En mi cuento “Confesión de Florcita”, la protagonista de ese nombre espera con una maleta un taxi en la puerta de su casa. No aguanta más a Santiago, su esposo, y va a dejarlo.
Las razones son muchas: su “amado consorte” es alcohólico, desaparece de la casa durante días, no trabaja y supone que le ha hecho un gran favor al casarse con ella. Llega con amigos a medianoche y le ordena que prepare su plato favorito aunque él no le haya dejado el diario “y si esta situación no le gusta a ella, ya sabe lo que tiene que hacer porque la maldición de los hombres son las malditas mujeres, y aquí se acaba la historia si esos no son tus pareceres”.

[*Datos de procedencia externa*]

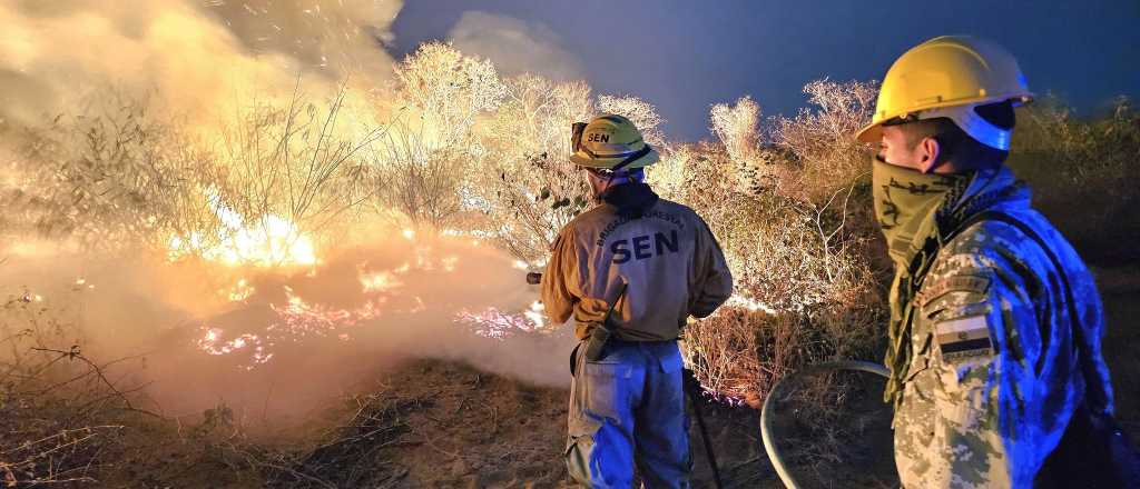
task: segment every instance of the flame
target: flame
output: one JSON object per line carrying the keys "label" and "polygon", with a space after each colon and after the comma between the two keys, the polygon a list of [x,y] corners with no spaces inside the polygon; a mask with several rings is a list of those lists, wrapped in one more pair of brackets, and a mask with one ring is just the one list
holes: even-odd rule
{"label": "flame", "polygon": [[266,214],[246,225],[245,217],[227,206],[214,189],[207,190],[206,194],[210,208],[221,224],[217,230],[217,243],[206,244],[199,232],[186,237],[176,234],[170,239],[168,257],[171,260],[196,254],[228,266],[272,267],[318,263],[312,240],[296,224]]}
{"label": "flame", "polygon": [[480,313],[463,309],[456,315],[455,321],[467,324],[480,337],[495,340],[504,340],[519,333],[537,332],[546,326],[543,302],[537,300],[521,314],[506,313],[496,307],[488,307]]}
{"label": "flame", "polygon": [[253,292],[256,292],[256,289],[250,285],[245,279],[239,279],[228,291],[221,291],[231,302],[241,302],[249,299],[250,296],[253,296]]}
{"label": "flame", "polygon": [[407,272],[408,270],[407,264],[405,264],[393,272],[366,273],[360,271],[360,285],[364,287],[365,292],[388,292],[404,285],[404,283],[396,277],[396,274]]}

Esta relación de agravios dura ocho páginas y es recitada por Florcita ante un amigo de la pareja que quiere disuadirla de su decisión. En la página novena, luego de su largo monólogo, la mujer dice que se va a poner maquillaje para despedirse de Santiago personalmente y hacerle conocer su decisión irrenunciable. Y lo hará también “para pedirle que comprenda, para que sepa que no voy a volver con él, para suplicarle que se ponga tranquilo y que no llore porque los hombres no lloran, para hacerle entender que para decir adiós sólo basta con decirlo…”.
Sin embargo, el lector se quedará dudando luego de la última frase de la protagonista: “Para todo esto, lo estoy esperando, pero, Dios mío, ojalá que llegue pronto antes de que se me vaya a pasar esta cólera”.
La historia de Florcita me hace recordar el acontecimiento político de nuestros días. Con una sólida unanimidad, en la que participan incluso miembros de su grupo político, se ha dicho que el presidente Humala ha perdido la última oportunidad de hacer las cosas bien.
Una autocrítica de su parte y un anuncio de metas alcanzables habrían sido suficientes para hacerlo pasar a la historia. Sin embargo, lo más probable es que los historiadores de mañana tengan dificultades para pronunciar su nombre y apellido, y se convierta él en un presidente olvidable o en un olvidable personaje que durante cinco años fue siempre un ex presidente.
Las 59 páginas que leyó con voz cansina no tenían orden lógico. Nada proponían. Se referían a supuestos logros no muy verificables como por ejemplo la erradicación de los cultivos ilícitos de hoja de coca en el VRAEM.
Nada dijo el mandatario sobre el funcionamiento de la economía ni acerca de las relaciones del ejecutivo con los gobiernos regionales, el Congreso o el Poder Judicial, en todas las cuales se ha notado cierta tirantez. El mensaje presidencial fue una burla al gremio magisterial y fue desalentador en materia laboral, según lo han expresado dirigentes de los sectores, y por fin en materia de seguridad ciudadana nos dejó con la impresión de que no podemos esperar nada de su gobierno frente a la delincuencia organizada y que tal vez la mejor medida de seguridad que podemos adoptar es encerrarnos bajo cuatro candados.
No se podía esperar mucho en cuanto corresponde a derechos humanos porque el presidente no parece indicar que los conoce o los ha estudiado. Y, por fin, podemos concluir en que no hubo incremento a la remuneración mínima porque éste fue, en verdad, un discurso mínimo.
Da un poco de miedo pensar en el futuro. El fracaso del señor Humala, a cuatro años de gobierno, no es tan sólo suyo. Es el descalabro del neoliberalismo impuesto por la tiranía criminal de Fujimori y continuado por sus herederos Toledo, García y Humala. De todo ello y ellos estamos hartos, y somos hartos los que estamos hartos.
Y sin embargo, si ahora el señor García y la representante del señor Fujimori discuten sobre cuál de ellos robó o mató menos, y pese a ello son candidatos, puede ser que dentro de cinco años el presidente de ahora o su esposa intenten el segundo debut. La palabra grandilocuente de García, el tufo alcohólico de Toledo y las dificultades de dicción del señor Humala repiten el mismo mensaje: el Neoliberalismo está llevando al descalabro del Perú.
Y puede ser también que, a despecho de todo lo que hemos dicho en estos días sobre este gobierno y sistema, le otorguemos otra vez el beneficio de la duda, y que digamos como dijo Florcita, “Dios mío, no permitas que se me vaya a pasar esta cólera”.